11 Ways to Review and Edit Your Notes
- Read your notes within two hours or less of taking them. The rate that the human mind forgets things is beyond human belief.
- While reading your notes, try to decipher what you wrote in your notes. This can be difficult, at times, so you many need to ask a friend for help on this task.
- Use three pens. A dark, black pen to underline the key points in the lecture. A green (or other color) pen to underline points you are unclear of and will need to review in more depth later. A red pen to highlight the things your instructor says will definitely be on the exam.
- One technique which has been found to be successful is to attempt to paraphrase each important point that the instructor made in the lecture.

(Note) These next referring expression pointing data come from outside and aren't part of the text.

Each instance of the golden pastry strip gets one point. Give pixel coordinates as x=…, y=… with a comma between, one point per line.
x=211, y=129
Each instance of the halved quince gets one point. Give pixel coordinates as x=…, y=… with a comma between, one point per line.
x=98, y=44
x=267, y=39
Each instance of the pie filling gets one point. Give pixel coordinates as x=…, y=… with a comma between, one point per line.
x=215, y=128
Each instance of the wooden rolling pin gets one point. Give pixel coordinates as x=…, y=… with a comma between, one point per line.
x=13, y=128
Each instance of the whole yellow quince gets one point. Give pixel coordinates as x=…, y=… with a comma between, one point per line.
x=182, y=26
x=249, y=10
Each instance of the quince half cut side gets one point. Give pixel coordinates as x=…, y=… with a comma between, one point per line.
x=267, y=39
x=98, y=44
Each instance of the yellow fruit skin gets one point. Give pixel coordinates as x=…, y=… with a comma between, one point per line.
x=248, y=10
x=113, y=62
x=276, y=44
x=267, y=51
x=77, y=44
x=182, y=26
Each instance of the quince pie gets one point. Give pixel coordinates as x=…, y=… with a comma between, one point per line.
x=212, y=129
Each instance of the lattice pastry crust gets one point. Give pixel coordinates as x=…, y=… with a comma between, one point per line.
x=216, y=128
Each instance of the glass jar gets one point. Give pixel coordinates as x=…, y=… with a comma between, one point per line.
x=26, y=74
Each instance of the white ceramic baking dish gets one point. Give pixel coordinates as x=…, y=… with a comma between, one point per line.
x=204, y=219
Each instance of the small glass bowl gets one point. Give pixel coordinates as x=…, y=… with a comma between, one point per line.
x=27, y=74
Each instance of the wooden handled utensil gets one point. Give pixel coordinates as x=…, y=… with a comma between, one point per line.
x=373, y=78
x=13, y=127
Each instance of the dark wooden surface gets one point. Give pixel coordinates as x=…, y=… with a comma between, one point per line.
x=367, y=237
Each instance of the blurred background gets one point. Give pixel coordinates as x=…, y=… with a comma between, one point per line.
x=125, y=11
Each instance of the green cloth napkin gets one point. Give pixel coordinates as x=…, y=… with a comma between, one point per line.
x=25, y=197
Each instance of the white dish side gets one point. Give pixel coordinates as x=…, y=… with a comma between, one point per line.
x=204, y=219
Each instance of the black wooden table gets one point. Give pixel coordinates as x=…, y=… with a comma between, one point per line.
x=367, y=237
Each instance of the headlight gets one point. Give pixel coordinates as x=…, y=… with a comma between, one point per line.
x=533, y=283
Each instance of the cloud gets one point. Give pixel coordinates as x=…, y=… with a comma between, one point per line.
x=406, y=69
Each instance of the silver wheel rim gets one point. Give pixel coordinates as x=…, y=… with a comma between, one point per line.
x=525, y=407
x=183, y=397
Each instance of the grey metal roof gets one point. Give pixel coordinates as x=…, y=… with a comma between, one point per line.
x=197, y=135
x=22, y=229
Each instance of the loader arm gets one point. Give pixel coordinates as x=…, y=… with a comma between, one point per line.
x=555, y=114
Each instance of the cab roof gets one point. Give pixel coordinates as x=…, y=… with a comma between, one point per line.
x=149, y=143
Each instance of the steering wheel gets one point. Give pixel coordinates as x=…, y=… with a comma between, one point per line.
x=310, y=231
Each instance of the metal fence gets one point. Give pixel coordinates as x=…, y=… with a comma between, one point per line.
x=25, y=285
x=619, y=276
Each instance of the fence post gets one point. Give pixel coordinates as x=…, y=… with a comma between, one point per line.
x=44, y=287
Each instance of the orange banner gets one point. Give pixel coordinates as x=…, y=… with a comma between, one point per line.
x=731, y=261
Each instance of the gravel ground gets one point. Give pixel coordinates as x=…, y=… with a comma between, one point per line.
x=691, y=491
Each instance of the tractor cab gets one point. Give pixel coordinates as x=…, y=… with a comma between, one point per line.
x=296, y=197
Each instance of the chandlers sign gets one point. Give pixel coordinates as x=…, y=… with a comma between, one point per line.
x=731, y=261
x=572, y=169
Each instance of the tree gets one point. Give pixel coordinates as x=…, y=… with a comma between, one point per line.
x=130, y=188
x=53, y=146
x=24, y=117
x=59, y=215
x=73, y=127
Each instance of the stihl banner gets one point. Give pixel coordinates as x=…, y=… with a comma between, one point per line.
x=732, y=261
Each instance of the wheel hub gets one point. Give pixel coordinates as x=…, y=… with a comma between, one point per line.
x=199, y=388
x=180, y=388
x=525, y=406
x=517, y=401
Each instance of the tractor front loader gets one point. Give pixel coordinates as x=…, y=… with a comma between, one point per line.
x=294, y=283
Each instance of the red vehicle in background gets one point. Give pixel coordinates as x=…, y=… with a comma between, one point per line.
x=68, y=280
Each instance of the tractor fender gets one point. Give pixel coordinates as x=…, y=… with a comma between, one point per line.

- Try to outline the contents of the lecture.
- Make a list of all of the important or key words. Keep that list at the front or back pages of your notebook for each course so you can reference it easily.
- After reading your notes within a couple hours at most, write three possible exam questions for each lecture. This may not seem particularly easy, at first, but after the first exam or two, you will start to get proficient at it.
- Try to answer the questions you just wrote in item 6 correctly.
- Keep a second notebook to keep a summary of each lecture. You may wonder if this is necessary. Do it anyway.
- Keep an audio tape journal of your progress in each course. Start the recorder when you are reviewing your notes and talk about what you think were the important points in that day's lecture. Later, listen to the notes you narrated.
- Take a short-course or seminar in note-taking.